COVID critic Bhattacharya: Twitter censors 'harmed science, harmed children, harmed American public'
"Open discussion" would have led to shorter lockdowns, fewer school closures, doctor argues.
Twitter's sweeping blacklist policies directly harmed the American public, a noted COVID critic is arguing after the social media's broad "shadowban" practices have come to light.
Jay Bhattacharya, a professor of medicine and health research policy at Stanford University, has been a longtime critic of much of the response to the SARS-CoV-2 pandemic, having for years argued against extreme measures such as lockdowns and mask mandates in the fight against COVID-19.

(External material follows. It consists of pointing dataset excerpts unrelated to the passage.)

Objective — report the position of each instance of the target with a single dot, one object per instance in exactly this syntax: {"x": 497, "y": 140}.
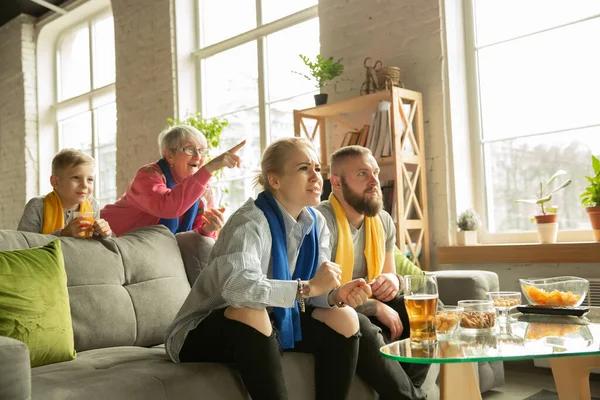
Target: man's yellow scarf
{"x": 374, "y": 243}
{"x": 54, "y": 216}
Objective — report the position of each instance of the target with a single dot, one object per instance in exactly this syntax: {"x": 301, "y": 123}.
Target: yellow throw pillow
{"x": 34, "y": 302}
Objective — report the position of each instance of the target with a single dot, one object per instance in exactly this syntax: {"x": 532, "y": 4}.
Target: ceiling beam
{"x": 50, "y": 6}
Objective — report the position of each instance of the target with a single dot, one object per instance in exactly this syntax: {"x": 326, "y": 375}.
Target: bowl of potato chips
{"x": 561, "y": 291}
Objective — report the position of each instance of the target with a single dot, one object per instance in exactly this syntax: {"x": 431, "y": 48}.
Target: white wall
{"x": 18, "y": 119}
{"x": 146, "y": 80}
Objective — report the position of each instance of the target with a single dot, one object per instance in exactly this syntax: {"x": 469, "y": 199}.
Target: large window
{"x": 534, "y": 71}
{"x": 245, "y": 63}
{"x": 85, "y": 100}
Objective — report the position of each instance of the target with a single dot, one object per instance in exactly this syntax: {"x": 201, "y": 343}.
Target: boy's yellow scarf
{"x": 374, "y": 243}
{"x": 54, "y": 216}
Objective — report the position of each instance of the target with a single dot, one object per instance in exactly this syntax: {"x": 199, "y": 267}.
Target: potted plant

Bhattacharya was among the individuals revealed this week to have been on a series of Twitter blacklists the social media company instituted over the last several years.
On Thursday he told Fox News host Laura Ingraham that the throttling of his reach on Twitter "feels like some novel from the 1950s," with the professor referring to the where the House Un-American Committee's history of blacklisting celebrities suspected of political dissent.
"It’s ridiculous," he told Ingraham, "and it really hurt public health. If we had had an open discussion, Laura, the schools would not have closed in the fall of 2020. If we’d had an open discussion, the lockdowns would have been lifted much earlier because the data and evidence behind them was so bad."